Фильм «Анатомия падения» (2023) раскрывает смысл автофикционной литературы: известная писательница обвиняется в убийстве мужа-неудачника, но чередование подходов и взглядов показывает, что истины в этом деле не существует. Всё относительно, правда изобретается, а слово «факт» начинается на ту же букву, что и «фашист».
Наверное, у фильма есть именно кинематографические достоинства, но интересен он иллюстрацией писательского метода.
Что такое автофикшн? Это биография в условиях постмодерна. Что такое постмодерн? Это когда социальное становится в полной мере релятивистским. Почему эта относительность возможна? Потому что капитал достигает такой степени развития, что подрывает превращённое в товар знание. Теперь оно служит обоснованием любых сочетаний и нахождений, будь то радужный флаг над мечетью Ибн Рушд-Гёте в Берлине или неонацисты, дуреющие от прикормки Зеленского.
Автофикшн — идеальный жанр позднего капитализма. Он одержим идентичностью, слагая её из крови и класса, но определяет её не как итог, что характерно для модерна, а только процесс. Всегда, до самого конца уточнять себя, отчеркивать ручкой контуры, не вылезать за границы и смотреть, чтобы не нарушали твои. Разве автофикшн обнаруживает идентичность? Он создаёт её в процессе письма: я — это не то, что было, а то, что я пишу. Истина здесь лишь вопрос перформативного соглашения. Договаривайся о своей.
В этом смысле достаточно прочесть всего одну автофикционную книгу, чтобы понять о чём будут все остальные.
Могут ли они быть другими? Разве что на экстремумах. Высказываться о несовпадении памяти и реальности, о произвольности факта, о шорах восприятия — это роскошь нормы, которая может позволить себе подвергнуть правду сомнению. Потенциальные угрозы для такого рассказчика всё равно снимет «Прозак». Но в крайностях автофикшн становится до того безжалостным, что сохранить верность методу практически нереально. Будучи антиисторическим жанром, даже жанром заката, при столкновении с историей он часто отказывается от фрагментирования памяти или от вымысла как защиты, живописуя пережитое вполне связно, забывая о том, что линейное повествование банализирует ужас и не подвергает опыт сомнению.
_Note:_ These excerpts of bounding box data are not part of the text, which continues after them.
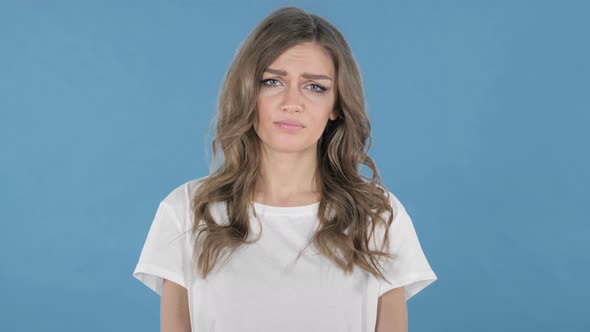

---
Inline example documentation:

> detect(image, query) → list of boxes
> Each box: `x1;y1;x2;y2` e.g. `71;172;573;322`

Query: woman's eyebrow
264;68;332;81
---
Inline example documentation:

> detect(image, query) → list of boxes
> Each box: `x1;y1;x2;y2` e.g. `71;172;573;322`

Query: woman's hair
192;7;393;279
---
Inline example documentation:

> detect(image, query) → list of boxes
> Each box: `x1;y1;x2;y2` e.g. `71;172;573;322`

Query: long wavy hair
192;7;394;280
Таково, например, звучание военного украинского автофикшна. Кому какое дело до пьюти-фьют, когда мировой нотариус заверил то, что ты жертва?
Но даже если суметь вытеснить историческое из автофикшна, получается ещё более тяжёлая ситуация: в таком случае придётся снять объективность, понять взгляд другого, пожертвовать своим интересом там, где твой интерес заключался в физическом выживании. Трудно представить, чтобы уцелевший житель Попасной или деревеньки в Латакии попытался бы проникнуться мотивами своих гонителей, допустить, что они тоже правы, а его собственные аргументы спекулятивны. При столкновении с чем-то значимым автофикшн не может воплотить свои сильные стороны. Его не для того замышляли. Это метод для постмодернистских гибридов, которые пытаются разобраться как с ними приключилось такое несчастье.
«Анатомия падения» показывает, насколько архаична европейская смелость и как зашкурены её культурные рубежи. Но чтобы это понимание не превратилось в ещё одну отечественную браваду, необходимо выйти на собственное описание, свой неочинённый метод. Старых средств уже недостаточно. Возможно, всё происходящее преломит в России новый литературный жанр так же, как преломляют хлеб. История и автобиографическое письмо состыкуются иначе, на правах гетерофикшна, а может, сразу инописания.